In the foregoing specification, a detailed description has been given with reference to specific exemplary implementations. It will, however, be evident that various modifications and changes may be made thereto without departing from the broader spirit and scope of the disclosure as set forth in the appended claims. The specification and drawings are, accordingly, to be regarded in an illustrative sense rather than a restrictive sense. Furthermore, the foregoing use of implementation and other exemplarily language does not necessarily refer to the same implementation or the same example, but may refer to different and distinct implementations, as well as potentially the same implementation.

Some portions of the detailed description are presented in terms of algorithms and symbolic representations of operations on data bits within a computer memory. These algorithmic descriptions and representations are the means used by those skilled in the data processing arts to most effectively convey the substance of their work to others skilled in the art. An algorithm is, here and generally, conceived to be a self-consistent sequence of operations leading to a desired result. The operations are those requiring physical manipulations of physical quantities. Usually, though not necessarily, these quantities take the form of electrical or magnetic signals capable of being stored, transferred, combined, compared and otherwise manipulated. It has proven convenient at times, principally for reasons of common usage, to refer to these signals as bits, values, elements, symbols, characters, terms, numbers or the like. The blocks described herein can be hardware, software, firmware or a combination thereof.

It should be borne in mind, however, that all of these and similar terms are to be associated with the appropriate physical quantities and are merely convenient labels applied to these quantities. Unless specifically stated otherwise as apparent from the above discussion, it is appreciated that throughout the description, discussions utilizing terms such as “defining,” “receiving,” “determining,” “issuing,” “linking,” “associating,” “obtaining,” “authenticating,” “prohibiting,” “executing,” “requesting,” “communicating,” or the like, refer to the actions and processes of a computing system, or similar electronic computing device, that manipulates and transforms data represented as physical (e.g., electronic) quantities within the computing system's registers and memories into other data similarly represented as physical quantities within the computing system memories or registers or other such information storage, transmission or display devices.
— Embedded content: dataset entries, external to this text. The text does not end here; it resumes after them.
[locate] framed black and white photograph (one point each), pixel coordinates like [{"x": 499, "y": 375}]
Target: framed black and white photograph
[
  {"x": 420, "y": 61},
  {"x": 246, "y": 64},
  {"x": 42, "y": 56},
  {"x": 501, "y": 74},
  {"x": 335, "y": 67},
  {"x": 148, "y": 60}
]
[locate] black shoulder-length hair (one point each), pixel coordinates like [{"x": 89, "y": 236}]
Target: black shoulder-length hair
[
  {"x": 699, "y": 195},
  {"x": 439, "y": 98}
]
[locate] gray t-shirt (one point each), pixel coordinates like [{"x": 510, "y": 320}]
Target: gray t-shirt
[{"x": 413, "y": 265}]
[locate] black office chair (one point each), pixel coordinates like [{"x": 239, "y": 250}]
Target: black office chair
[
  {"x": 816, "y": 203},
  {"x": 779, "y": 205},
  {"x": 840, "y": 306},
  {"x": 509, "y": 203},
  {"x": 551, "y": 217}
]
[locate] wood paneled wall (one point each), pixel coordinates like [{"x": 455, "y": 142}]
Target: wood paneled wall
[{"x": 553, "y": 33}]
The words “example” or “exemplary” are used herein to mean serving as an example, instance or illustration. Any aspect or design described herein as “example’ or “exemplary” is not necessarily to be construed as preferred or advantageous over other aspects or designs. Rather, use of the words “example” or “exemplary” is intended to present concepts in a concrete fashion. As used in this application, the term “or” is intended to mean an inclusive “or” rather than an exclusive “or.” That is, unless specified otherwise, or clear from context, “X includes A or B” is intended to mean any of the natural inclusive permutations. That is, if X includes A; X includes B; or X includes both A and B, then “X includes A or B” is satisfied under any of the foregoing instances. In addition, the articles “a” and “an” as used in this application and the appended claims should generally be construed to mean “one or more” unless specified otherwise or clear from context to be directed to a singular form. Moreover, use of the term “an implementation” or “one implementation” or “an implementation” or “one implementation” throughout is not intended to mean the same implementation or implementation unless described as such. Also, the terms “first,” “second,” “third,” “fourth,” etc. as used herein are meant as labels to distinguish among different elements and may not necessarily have an ordinal meaning according to their numerical designation.